2011-12-12 Thread Ben Hutchings
On Mon, 2011-12-12 at 18:55 -0700, Gordon Haverland wrote:
> I'm a UN*X dinosaur.  I started using UN*X in 1984.
> 
> I don't like this idea of folding /bin, /sbin, /usr/sbin into 
> /usr/bin.
> 
> I think the reasons to segregate /bin, /sbin, /usr/bin, /usr/sbin 
> and anything in /usr/local/* still exist today.

Which reasons?  They changed from time to time.  Last time I looked,
on a Debian system /sbin did not contain statically-linked binaries.

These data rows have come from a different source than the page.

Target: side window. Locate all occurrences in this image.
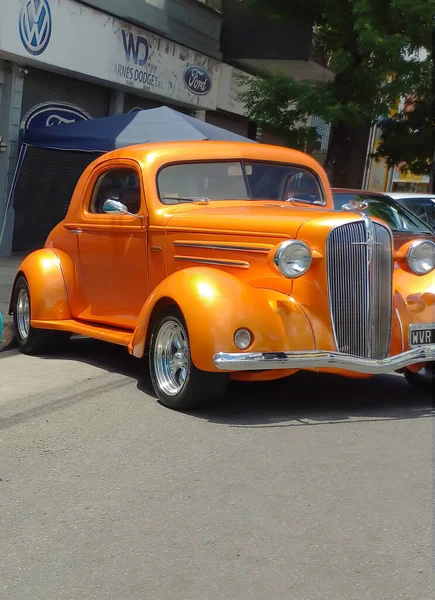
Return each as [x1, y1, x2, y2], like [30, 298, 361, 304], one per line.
[283, 170, 323, 204]
[405, 198, 435, 226]
[89, 168, 141, 215]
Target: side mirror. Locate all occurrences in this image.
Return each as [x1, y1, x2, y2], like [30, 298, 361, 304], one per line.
[103, 198, 136, 217]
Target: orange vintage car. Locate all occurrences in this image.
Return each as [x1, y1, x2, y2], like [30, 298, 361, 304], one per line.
[9, 141, 435, 409]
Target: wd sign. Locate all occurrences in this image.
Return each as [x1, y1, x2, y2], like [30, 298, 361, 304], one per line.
[114, 29, 162, 90]
[121, 30, 149, 66]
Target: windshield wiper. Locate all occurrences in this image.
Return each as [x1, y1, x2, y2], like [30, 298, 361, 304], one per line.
[162, 196, 210, 204]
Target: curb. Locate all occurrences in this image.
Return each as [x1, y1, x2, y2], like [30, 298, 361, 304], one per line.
[0, 321, 17, 353]
[0, 348, 20, 358]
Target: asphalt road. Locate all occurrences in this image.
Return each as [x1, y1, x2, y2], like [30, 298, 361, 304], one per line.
[0, 339, 433, 600]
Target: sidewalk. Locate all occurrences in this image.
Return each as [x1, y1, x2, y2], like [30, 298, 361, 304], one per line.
[1, 256, 24, 349]
[0, 256, 23, 324]
[0, 257, 21, 321]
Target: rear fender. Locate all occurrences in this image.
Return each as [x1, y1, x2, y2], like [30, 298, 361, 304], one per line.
[130, 267, 315, 372]
[9, 248, 72, 321]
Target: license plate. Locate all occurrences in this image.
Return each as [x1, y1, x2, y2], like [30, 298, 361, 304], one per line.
[409, 323, 435, 347]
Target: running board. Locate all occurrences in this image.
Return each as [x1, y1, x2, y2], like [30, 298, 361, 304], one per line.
[31, 319, 133, 347]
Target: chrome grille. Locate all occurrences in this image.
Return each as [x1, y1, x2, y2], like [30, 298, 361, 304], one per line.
[327, 219, 393, 359]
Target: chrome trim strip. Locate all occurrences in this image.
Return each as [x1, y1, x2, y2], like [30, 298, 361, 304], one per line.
[395, 308, 404, 353]
[362, 214, 374, 357]
[213, 346, 435, 374]
[173, 242, 272, 253]
[174, 256, 250, 269]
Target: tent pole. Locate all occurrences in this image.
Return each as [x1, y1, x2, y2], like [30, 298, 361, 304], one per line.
[0, 144, 28, 252]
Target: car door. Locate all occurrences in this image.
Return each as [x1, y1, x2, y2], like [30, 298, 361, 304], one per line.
[71, 161, 148, 330]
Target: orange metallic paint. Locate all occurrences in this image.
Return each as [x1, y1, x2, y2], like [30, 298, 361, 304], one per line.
[32, 319, 132, 346]
[9, 140, 435, 380]
[129, 266, 316, 372]
[10, 248, 70, 321]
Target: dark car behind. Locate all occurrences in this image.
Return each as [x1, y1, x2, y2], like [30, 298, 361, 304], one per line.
[332, 188, 435, 249]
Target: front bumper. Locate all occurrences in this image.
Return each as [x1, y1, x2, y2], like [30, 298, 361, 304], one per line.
[213, 345, 435, 374]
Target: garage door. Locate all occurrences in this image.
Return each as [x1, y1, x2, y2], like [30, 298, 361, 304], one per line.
[13, 68, 110, 252]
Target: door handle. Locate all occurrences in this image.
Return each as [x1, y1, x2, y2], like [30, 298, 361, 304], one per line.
[69, 229, 83, 234]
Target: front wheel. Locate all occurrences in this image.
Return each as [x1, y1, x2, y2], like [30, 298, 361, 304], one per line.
[404, 363, 434, 394]
[149, 308, 229, 410]
[12, 276, 70, 354]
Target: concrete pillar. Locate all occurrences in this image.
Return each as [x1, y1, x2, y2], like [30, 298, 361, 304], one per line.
[0, 62, 25, 256]
[108, 90, 125, 115]
[191, 109, 206, 121]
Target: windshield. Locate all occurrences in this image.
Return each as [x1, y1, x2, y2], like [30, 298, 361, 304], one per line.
[158, 161, 325, 205]
[333, 192, 433, 234]
[397, 197, 435, 227]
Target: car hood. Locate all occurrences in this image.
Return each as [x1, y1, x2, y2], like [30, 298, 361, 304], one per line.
[165, 202, 361, 238]
[392, 231, 435, 251]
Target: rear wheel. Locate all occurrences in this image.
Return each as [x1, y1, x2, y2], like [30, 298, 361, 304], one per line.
[149, 308, 229, 410]
[404, 363, 434, 394]
[12, 276, 70, 354]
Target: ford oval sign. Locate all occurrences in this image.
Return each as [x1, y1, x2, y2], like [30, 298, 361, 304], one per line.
[21, 102, 92, 132]
[183, 66, 212, 96]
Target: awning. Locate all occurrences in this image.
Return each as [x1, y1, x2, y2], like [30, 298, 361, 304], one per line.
[22, 106, 256, 153]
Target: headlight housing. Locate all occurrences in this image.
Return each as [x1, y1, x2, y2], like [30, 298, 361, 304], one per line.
[406, 240, 435, 275]
[273, 240, 312, 278]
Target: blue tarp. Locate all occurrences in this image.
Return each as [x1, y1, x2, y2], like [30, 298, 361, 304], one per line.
[22, 106, 255, 153]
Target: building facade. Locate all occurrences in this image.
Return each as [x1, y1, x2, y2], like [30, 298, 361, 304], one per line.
[0, 0, 320, 255]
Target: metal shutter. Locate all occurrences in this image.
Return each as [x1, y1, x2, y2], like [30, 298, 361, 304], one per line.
[124, 93, 191, 115]
[206, 110, 249, 137]
[13, 68, 110, 252]
[123, 93, 162, 113]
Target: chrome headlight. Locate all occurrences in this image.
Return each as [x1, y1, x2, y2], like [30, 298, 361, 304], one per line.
[274, 240, 312, 278]
[407, 240, 435, 275]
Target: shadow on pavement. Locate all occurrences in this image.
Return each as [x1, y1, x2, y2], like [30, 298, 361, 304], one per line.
[34, 337, 434, 428]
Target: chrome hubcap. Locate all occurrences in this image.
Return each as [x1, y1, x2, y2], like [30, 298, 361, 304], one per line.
[16, 288, 30, 340]
[154, 320, 189, 396]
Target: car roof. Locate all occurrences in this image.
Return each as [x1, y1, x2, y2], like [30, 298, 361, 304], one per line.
[387, 193, 435, 200]
[332, 188, 435, 202]
[99, 140, 320, 170]
[331, 188, 386, 197]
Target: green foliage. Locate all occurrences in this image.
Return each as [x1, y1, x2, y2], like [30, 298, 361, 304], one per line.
[373, 55, 433, 175]
[238, 0, 434, 162]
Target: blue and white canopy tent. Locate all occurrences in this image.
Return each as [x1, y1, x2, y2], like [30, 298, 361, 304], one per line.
[0, 106, 255, 247]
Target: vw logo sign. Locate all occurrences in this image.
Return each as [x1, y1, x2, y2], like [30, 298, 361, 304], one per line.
[183, 66, 212, 96]
[21, 102, 91, 132]
[19, 0, 52, 56]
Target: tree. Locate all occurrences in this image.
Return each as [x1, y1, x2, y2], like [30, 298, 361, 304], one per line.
[373, 40, 435, 191]
[374, 92, 432, 176]
[237, 0, 434, 187]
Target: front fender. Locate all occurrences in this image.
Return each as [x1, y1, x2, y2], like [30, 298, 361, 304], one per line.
[393, 267, 435, 350]
[129, 267, 315, 372]
[9, 248, 71, 321]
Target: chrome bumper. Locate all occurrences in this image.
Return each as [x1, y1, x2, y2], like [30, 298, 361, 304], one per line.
[213, 345, 435, 375]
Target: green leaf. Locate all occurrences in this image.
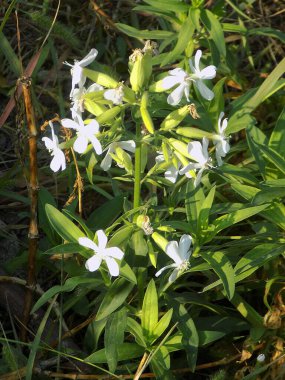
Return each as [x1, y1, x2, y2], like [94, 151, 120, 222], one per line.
[256, 141, 285, 177]
[86, 343, 144, 363]
[38, 188, 59, 245]
[0, 31, 21, 76]
[63, 209, 93, 239]
[87, 196, 124, 230]
[152, 309, 173, 344]
[202, 251, 235, 300]
[167, 299, 199, 371]
[160, 10, 196, 65]
[212, 204, 269, 235]
[185, 181, 205, 235]
[151, 347, 174, 380]
[115, 23, 174, 40]
[143, 0, 189, 12]
[269, 107, 285, 155]
[126, 317, 147, 347]
[104, 308, 127, 373]
[198, 185, 215, 231]
[248, 27, 285, 43]
[119, 261, 137, 284]
[141, 279, 158, 343]
[43, 242, 86, 256]
[45, 204, 84, 243]
[200, 9, 226, 57]
[31, 276, 99, 314]
[96, 278, 134, 321]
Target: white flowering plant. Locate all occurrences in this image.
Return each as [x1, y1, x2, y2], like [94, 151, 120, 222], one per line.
[14, 2, 285, 379]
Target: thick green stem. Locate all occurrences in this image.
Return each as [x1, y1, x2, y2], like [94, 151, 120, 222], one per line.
[133, 122, 142, 208]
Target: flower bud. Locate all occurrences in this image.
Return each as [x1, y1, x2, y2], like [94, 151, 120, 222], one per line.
[176, 127, 213, 139]
[140, 92, 154, 134]
[96, 105, 123, 124]
[151, 232, 168, 251]
[160, 105, 189, 130]
[83, 68, 118, 88]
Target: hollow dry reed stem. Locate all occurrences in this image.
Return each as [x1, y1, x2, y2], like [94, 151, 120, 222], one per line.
[20, 76, 39, 341]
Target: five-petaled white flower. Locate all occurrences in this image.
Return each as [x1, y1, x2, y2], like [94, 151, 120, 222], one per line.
[155, 234, 192, 282]
[179, 137, 212, 187]
[213, 112, 230, 166]
[79, 230, 124, 277]
[189, 49, 216, 101]
[64, 48, 98, 97]
[104, 85, 124, 105]
[42, 121, 66, 172]
[161, 50, 216, 106]
[71, 83, 103, 119]
[61, 115, 102, 155]
[100, 140, 136, 171]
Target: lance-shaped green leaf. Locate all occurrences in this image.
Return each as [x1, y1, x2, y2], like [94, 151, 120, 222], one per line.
[141, 279, 158, 343]
[104, 308, 127, 372]
[212, 204, 269, 235]
[86, 343, 144, 363]
[151, 309, 173, 344]
[202, 250, 235, 300]
[198, 185, 216, 232]
[201, 9, 226, 58]
[96, 278, 134, 321]
[166, 297, 199, 371]
[45, 204, 84, 242]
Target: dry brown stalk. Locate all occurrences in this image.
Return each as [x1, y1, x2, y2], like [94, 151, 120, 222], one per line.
[20, 76, 39, 341]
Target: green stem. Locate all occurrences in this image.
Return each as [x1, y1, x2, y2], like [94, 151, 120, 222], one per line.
[134, 122, 142, 208]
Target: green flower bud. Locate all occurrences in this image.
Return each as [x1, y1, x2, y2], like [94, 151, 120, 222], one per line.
[176, 127, 213, 139]
[151, 232, 168, 251]
[96, 105, 123, 124]
[83, 68, 118, 88]
[160, 105, 189, 130]
[140, 92, 154, 134]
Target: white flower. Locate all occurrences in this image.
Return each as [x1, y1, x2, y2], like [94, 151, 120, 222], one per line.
[42, 121, 66, 172]
[155, 152, 181, 183]
[161, 50, 216, 106]
[179, 137, 211, 187]
[100, 140, 135, 171]
[213, 112, 230, 166]
[79, 230, 124, 277]
[155, 234, 192, 282]
[189, 50, 216, 101]
[64, 48, 98, 96]
[257, 354, 265, 363]
[71, 83, 103, 119]
[104, 85, 124, 105]
[161, 68, 190, 106]
[61, 115, 102, 155]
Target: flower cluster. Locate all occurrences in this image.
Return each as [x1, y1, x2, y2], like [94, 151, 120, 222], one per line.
[42, 46, 231, 281]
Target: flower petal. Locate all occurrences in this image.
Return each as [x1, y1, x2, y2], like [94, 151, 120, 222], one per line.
[162, 74, 183, 90]
[61, 118, 79, 130]
[97, 230, 108, 250]
[73, 135, 88, 153]
[100, 150, 113, 171]
[199, 65, 216, 80]
[87, 83, 103, 92]
[178, 234, 192, 261]
[194, 167, 205, 187]
[119, 140, 136, 153]
[196, 80, 214, 101]
[194, 50, 202, 72]
[105, 256, 120, 277]
[42, 137, 55, 151]
[179, 163, 197, 175]
[188, 141, 205, 164]
[155, 263, 177, 277]
[78, 48, 98, 67]
[168, 267, 180, 282]
[165, 165, 179, 183]
[89, 135, 102, 155]
[165, 241, 183, 264]
[85, 120, 100, 135]
[50, 150, 66, 172]
[167, 83, 187, 106]
[79, 237, 98, 252]
[105, 247, 124, 260]
[85, 255, 102, 272]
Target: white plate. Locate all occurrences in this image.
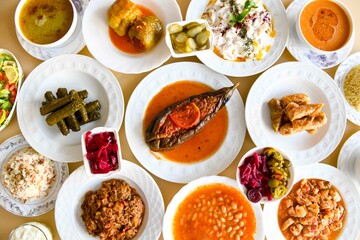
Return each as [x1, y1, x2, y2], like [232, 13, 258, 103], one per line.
[17, 54, 124, 163]
[338, 131, 360, 194]
[82, 0, 182, 74]
[125, 62, 246, 183]
[286, 0, 354, 69]
[186, 0, 288, 77]
[334, 52, 360, 126]
[16, 0, 88, 61]
[55, 160, 164, 240]
[245, 62, 346, 167]
[163, 176, 265, 240]
[0, 134, 69, 217]
[263, 163, 360, 240]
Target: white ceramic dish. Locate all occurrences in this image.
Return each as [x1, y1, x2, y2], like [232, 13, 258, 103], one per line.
[81, 127, 122, 177]
[334, 51, 360, 126]
[186, 0, 288, 77]
[125, 62, 246, 183]
[17, 54, 124, 163]
[15, 0, 88, 60]
[286, 0, 354, 69]
[236, 146, 295, 204]
[263, 163, 360, 240]
[15, 0, 78, 48]
[165, 19, 214, 58]
[337, 131, 360, 194]
[163, 176, 265, 240]
[0, 49, 24, 132]
[245, 62, 346, 167]
[82, 0, 182, 74]
[55, 160, 164, 240]
[0, 134, 69, 217]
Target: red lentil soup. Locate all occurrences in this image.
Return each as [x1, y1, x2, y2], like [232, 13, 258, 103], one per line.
[300, 0, 351, 51]
[143, 81, 228, 164]
[172, 183, 256, 240]
[109, 5, 156, 54]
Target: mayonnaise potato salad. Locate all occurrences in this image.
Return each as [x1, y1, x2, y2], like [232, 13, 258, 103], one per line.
[202, 0, 275, 61]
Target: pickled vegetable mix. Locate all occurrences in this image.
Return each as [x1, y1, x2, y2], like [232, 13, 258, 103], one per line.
[0, 53, 19, 127]
[85, 131, 119, 174]
[239, 147, 291, 203]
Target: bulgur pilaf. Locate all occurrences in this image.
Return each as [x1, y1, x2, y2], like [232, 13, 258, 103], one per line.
[344, 64, 360, 112]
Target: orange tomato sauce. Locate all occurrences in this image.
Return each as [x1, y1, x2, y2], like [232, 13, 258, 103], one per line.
[108, 5, 155, 54]
[143, 81, 228, 164]
[300, 0, 350, 51]
[172, 183, 256, 240]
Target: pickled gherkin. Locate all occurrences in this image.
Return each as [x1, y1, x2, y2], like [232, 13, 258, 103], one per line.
[168, 21, 212, 55]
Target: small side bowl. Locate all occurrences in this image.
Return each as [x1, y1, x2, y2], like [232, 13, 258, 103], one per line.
[14, 0, 78, 48]
[0, 49, 24, 132]
[165, 19, 214, 58]
[236, 146, 295, 204]
[296, 0, 354, 54]
[81, 127, 122, 177]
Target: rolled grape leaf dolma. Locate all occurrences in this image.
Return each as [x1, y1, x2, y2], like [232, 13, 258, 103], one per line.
[145, 84, 238, 151]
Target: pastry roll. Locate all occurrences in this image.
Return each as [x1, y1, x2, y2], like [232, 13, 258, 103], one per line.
[285, 103, 324, 121]
[268, 98, 283, 132]
[280, 93, 310, 108]
[279, 112, 327, 135]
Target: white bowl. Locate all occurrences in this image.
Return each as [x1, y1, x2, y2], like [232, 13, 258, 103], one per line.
[14, 0, 78, 48]
[296, 0, 354, 54]
[81, 127, 122, 177]
[236, 146, 295, 204]
[165, 19, 214, 58]
[0, 49, 24, 132]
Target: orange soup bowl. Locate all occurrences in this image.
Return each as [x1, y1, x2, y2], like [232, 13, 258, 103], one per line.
[296, 0, 354, 54]
[14, 0, 78, 48]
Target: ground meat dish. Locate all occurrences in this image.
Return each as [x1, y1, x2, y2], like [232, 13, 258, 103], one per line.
[81, 179, 145, 240]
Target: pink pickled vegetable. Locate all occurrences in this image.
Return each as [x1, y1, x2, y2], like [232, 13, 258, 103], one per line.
[238, 152, 272, 202]
[85, 131, 119, 174]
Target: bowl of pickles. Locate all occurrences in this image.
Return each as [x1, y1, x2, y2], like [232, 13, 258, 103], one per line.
[165, 19, 214, 58]
[236, 146, 295, 204]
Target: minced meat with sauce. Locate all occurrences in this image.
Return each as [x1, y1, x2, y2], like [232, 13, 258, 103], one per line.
[81, 179, 145, 240]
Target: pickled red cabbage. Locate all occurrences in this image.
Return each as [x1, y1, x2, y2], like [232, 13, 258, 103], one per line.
[85, 131, 119, 174]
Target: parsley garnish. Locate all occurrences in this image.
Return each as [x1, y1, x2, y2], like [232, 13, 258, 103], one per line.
[229, 0, 257, 27]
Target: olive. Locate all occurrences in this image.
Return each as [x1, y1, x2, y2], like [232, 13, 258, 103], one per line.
[184, 22, 200, 29]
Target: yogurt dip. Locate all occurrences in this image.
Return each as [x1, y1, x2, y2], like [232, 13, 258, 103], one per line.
[8, 222, 52, 240]
[202, 0, 275, 61]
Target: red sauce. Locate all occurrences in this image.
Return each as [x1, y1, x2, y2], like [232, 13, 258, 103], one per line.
[143, 81, 228, 164]
[108, 5, 156, 54]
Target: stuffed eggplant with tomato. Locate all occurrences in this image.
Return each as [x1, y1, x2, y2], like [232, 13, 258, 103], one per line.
[145, 83, 238, 151]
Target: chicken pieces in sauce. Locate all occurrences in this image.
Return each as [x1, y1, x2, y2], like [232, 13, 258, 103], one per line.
[278, 178, 345, 240]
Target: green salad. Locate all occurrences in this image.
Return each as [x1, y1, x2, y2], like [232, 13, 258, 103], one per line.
[0, 53, 20, 127]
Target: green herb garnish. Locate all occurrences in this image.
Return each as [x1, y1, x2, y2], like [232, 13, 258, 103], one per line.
[229, 0, 257, 27]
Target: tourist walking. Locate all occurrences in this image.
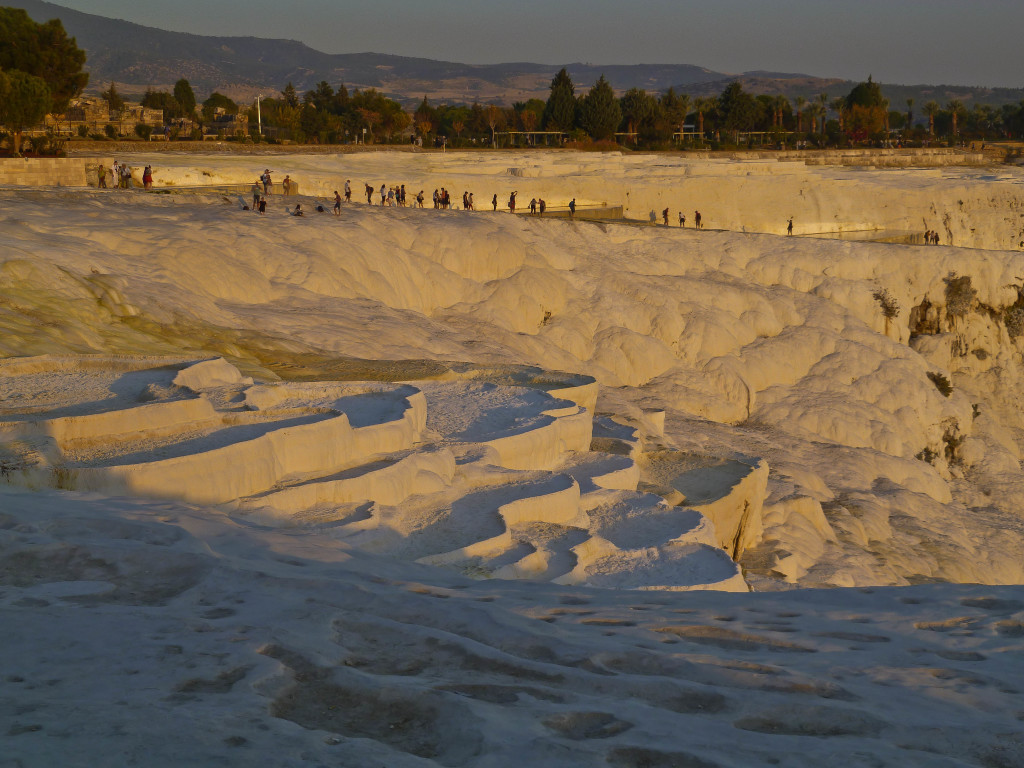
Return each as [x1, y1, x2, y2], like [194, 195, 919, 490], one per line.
[365, 183, 373, 204]
[662, 208, 669, 225]
[252, 181, 261, 211]
[468, 192, 474, 210]
[679, 212, 685, 227]
[262, 169, 271, 195]
[258, 196, 266, 215]
[143, 165, 153, 190]
[509, 191, 517, 213]
[344, 179, 351, 202]
[529, 198, 537, 214]
[416, 190, 425, 208]
[333, 191, 342, 215]
[569, 199, 576, 217]
[539, 198, 546, 214]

> I want more segregation, not less.  Actually, I've wanted all the 
> config for /usr to be in /etc/usr (which is a symlink to /usr/etc) 
> for a long time.
>
> But, by the time anyone hear of efforts such as this, there seldom 
> seems to be time to stop them.
> 
> Hence, my question is, if this continues to happen, what do we 
> move to for a kernel?  Free-BSD?  Plan 9?  Something else?  Is 
> anyone working on a migration scheme?

FreeBSD userland is largely a throwback to the 90s, so it's probably
just what you're looking for.

Plan 9 has precisely the unification you so hate.

Ben.

-- 
Ben Hutchings
Computers are not intelligent.  They only think they are.